Here, preferably, such a screening method comprises:
a. Measuring the amount of SCYL2 gene, SCYL2 gene transcript or SCYL2 protein in a cell in the presence of a test compound; and b. comparing the amount of SCYL2 gene, SCYL2 gene transcript or SCYL2 protein measured in a with the amount of SCYL2 gene, SCYL2 gene transcript or SCYL2 protein in cells in the absence of the test compound.

  The cells used for such screening are not limited, but cell lines can be used. Preferably, a T cell-derived cell line is used. Such cells include, for example, HD-Mar2 cells, HPB-ALL cells, Jurkat cells, MOLT-4F cells, SKW-3 cells, TALL-1 cells, TCL-Kan cells, ILT-Mat cells, TL-Mor Cells, and MOLT-17 cells.

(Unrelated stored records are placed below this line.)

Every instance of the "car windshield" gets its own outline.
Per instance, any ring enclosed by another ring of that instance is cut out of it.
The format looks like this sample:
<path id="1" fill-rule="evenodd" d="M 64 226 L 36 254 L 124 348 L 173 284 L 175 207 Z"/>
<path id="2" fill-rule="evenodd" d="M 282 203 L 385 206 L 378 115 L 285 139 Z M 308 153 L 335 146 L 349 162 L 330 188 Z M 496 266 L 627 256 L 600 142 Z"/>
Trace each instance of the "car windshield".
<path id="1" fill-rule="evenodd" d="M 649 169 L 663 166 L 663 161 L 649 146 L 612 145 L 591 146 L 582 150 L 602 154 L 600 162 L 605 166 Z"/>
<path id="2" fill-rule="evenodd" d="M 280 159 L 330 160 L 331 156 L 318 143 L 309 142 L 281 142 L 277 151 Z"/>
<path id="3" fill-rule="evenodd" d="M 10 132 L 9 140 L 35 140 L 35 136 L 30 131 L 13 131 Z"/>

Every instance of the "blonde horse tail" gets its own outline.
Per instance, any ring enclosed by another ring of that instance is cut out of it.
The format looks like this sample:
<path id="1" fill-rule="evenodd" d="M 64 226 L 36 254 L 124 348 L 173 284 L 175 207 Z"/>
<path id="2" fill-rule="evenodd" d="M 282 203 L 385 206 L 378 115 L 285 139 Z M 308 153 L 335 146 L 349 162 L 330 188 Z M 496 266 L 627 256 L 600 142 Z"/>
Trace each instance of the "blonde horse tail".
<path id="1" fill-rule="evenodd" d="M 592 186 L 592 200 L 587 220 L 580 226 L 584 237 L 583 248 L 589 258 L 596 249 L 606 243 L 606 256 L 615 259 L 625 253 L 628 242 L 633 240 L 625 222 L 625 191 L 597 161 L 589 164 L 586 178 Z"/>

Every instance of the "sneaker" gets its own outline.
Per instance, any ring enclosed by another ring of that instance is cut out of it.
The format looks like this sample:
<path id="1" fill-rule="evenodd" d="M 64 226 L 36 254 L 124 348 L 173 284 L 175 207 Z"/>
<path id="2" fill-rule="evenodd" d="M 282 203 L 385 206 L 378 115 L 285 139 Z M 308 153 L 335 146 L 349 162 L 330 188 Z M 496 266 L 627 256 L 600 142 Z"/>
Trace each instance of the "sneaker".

In particular, it is desirable to use an ATL cell line.

  Alternatively, blood-derived cells obtained from subjects can be used for the screening method.

  Test compounds for screening methods include, but are not limited to, for example, low molecular weight compounds, high molecular weight compounds, biopolymers (proteins, nucleic acids, polysaccharides, etc.), and various compound live containing such compounds. Rally can be used.

  Compare the expression level of the gene when the test compound is brought into contact with the cell with the expression level of the SCYL2 gene in the absence of the candidate test compound. Therefore, it can be determined to be effective as a preventive agent, progression inhibitor or therapeutic agent for adult T-cell leukemia. Such a difference in expression level is based on the absence of the test compound as a standard, and it is indicated by a decrease of 10% or more, preferably 25% or more, more preferably 50% or more, and even more preferably 75% or more. be able to.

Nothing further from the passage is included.